Final Report: Computational Requirements of Statistical Learning within a Decision-Making Framework for Sustainable Technology.EPA Grant Number: R828207
Title: Computational Requirements of Statistical Learning within a Decision-Making Framework for Sustainable Technology.
Investigators: Chen, Victoria C.P.
Institution: Duke University
EPA Project Officer: Karn, Barbara
Project Period: July 1, 2000 through June 30, 2003 (Extended to June 30, 2005)
Project Amount: $335,000
RFA: Technology for a Sustainable Environment (1999) RFA Text | Recipients Lists
Research Category: Sustainability , Pollution Prevention/Sustainable Development
This research project addressed the development of a decision-making framework (DMF) for creating more sustainable urban environments. The development of this DMF required a novel collaboration of current research in sustainability, optimization, and statistics. The objective of the DMF was to explore hypothetical paradigms on various scales, subject to technical and societal constraints, and measure their effect on other internal and external systems. In particular, the DMF will be instrumental in evaluating databases of emerging technologies and identifying the most promising directions for sustainable solutions.

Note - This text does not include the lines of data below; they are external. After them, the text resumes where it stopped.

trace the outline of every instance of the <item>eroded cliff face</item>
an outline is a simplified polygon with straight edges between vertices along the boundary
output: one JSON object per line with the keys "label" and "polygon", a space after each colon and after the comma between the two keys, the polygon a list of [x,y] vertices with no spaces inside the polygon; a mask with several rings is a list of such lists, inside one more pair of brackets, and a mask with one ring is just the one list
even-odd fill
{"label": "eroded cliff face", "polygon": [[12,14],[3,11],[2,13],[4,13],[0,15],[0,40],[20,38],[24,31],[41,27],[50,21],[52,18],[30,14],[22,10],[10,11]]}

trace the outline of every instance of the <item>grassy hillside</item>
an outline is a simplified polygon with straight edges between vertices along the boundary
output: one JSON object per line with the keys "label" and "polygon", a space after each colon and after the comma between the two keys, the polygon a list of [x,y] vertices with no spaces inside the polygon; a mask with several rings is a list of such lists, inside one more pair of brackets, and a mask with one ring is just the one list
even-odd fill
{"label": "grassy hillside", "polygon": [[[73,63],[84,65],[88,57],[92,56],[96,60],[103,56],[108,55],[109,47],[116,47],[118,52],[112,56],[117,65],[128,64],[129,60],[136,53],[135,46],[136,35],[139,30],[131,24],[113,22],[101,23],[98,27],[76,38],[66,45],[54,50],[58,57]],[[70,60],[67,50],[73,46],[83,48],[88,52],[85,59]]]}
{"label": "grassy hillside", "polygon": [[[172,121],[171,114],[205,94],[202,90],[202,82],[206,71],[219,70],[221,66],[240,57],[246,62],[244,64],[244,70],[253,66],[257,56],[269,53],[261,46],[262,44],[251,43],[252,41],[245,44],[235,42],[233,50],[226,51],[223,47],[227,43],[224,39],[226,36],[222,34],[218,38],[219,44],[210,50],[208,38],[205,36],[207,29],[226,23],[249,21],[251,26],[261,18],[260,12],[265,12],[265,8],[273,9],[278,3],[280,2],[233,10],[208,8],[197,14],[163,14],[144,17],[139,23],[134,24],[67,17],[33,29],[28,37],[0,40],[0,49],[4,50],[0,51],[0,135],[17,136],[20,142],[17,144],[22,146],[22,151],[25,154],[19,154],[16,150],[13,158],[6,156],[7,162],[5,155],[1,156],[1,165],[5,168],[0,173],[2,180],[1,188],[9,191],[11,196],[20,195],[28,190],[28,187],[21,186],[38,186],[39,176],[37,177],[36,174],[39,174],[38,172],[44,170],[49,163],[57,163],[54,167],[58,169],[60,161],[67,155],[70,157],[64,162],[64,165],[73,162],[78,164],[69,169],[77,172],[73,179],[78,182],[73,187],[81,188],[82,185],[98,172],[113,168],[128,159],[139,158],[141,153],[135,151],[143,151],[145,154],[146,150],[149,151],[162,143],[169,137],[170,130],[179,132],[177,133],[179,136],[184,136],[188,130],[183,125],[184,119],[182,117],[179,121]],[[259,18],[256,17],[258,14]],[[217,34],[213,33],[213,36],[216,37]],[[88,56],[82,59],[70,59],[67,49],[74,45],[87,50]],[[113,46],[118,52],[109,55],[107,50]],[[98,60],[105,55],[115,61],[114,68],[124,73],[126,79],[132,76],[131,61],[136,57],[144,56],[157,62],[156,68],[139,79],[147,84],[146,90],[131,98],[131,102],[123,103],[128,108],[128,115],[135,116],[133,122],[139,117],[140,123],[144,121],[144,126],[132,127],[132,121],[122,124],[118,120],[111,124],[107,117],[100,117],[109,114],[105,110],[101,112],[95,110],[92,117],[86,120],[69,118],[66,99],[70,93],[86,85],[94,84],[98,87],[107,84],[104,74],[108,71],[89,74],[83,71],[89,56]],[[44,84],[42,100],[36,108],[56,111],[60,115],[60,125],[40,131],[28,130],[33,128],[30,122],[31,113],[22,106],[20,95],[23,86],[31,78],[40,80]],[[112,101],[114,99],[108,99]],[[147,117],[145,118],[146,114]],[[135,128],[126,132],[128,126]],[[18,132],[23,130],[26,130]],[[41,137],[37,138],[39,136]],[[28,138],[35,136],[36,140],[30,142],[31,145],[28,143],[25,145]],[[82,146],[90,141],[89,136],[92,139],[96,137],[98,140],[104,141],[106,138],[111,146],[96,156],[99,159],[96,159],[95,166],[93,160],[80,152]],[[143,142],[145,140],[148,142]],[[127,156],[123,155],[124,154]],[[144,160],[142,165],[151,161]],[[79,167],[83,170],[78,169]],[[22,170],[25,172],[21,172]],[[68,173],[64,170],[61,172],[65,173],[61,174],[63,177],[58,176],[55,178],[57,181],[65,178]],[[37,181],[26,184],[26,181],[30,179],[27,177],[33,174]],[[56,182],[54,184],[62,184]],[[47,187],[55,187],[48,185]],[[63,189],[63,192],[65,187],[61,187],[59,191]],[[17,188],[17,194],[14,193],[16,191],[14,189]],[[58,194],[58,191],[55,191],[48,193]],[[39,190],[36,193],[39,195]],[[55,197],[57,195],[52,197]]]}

The DMF will have the ability to extract key information from environmental deterministic and statistical models that would otherwise be overlooked using current approaches. Decision-makers use models to examine systems and to predict system responses to prescribed stimulants. Those who develop deterministic and statistical models may use the DMF developed in this research to guide them in building an interface between their models and the user. Such an interface will enable the users to utilize the models more efficiently and effectively when exploring how a system responds to a potential action or set of actions. It is expected that the users have a desired optimum course of action either to maximize expected benefits or minimize expected costs while maintaining other state conditions.
The specific objectives of the research project were to investigate the possibility of DMF prototypes in two important arenas: (1) water quality¾comparison of current and emerging technologies in a wastewater treatment system; and (2) air quality¾evaluation of spatial and temporal actions for reducing ground-level ozone pollution. For wastewater treatment, we considered the downstream subsystem presented by Chen and Beck (1997). Because the necessary modules for the included technologies have already been constructed, we are confident that a DMF for this system will be successful. By contrast, to construct an efficient air pollution module, the complex urban airshed encompassing the issue of ozone pollution requires additional exploratory studies through an advanced three-dimensional, photochemical air quality grid model, such as the urban airshed model (UAM, EPA-450/4-90-007A-E, 1990) or the recently released MODELS-3.
The DMF will be based on a stochastic dynamic programming (SDP) approach that permits optimization of a system changing over time. Although dynamic programming is proven optimal and has been successful in many applications, it is highly computationally intensive. Development of a DMF for sustainable technology is not straightforward because most environmental problems involve continuous variables that are subject to uncertainty and require the added dimensionality of space (in addition to time). The most promising high-dimensional continuous-state SDP solution method to date is orthogonal arrays (OA)/multivariate adaptive regression splines (MARS), which has accurately solved higher dimensional problems than was previously possible with prior methods. A critical objective of the research was to develop computationally-practical, high-dimensional, continuous-state SDP solution methods for use within a DMF for sustainable technology. Our methodology followed the OA/MARS method. The generalized solution method utilizes statistical experimental designs through which statistical learning within the SDP is achieved. Prior applications of OA/MARS have demonstrated that memory requirements are well within the capacity of modern technology. The computational effort required by the learning process (i.e., MARS), although polynomial in growth, may not be practical for very large problems. It should be noted that recent test runs on a 550 MHz Pentium II have demonstrated up to a 15-fold increase in computational speed compared to the original OA/MARS runs on a Sun SPARCstation 10 model 51.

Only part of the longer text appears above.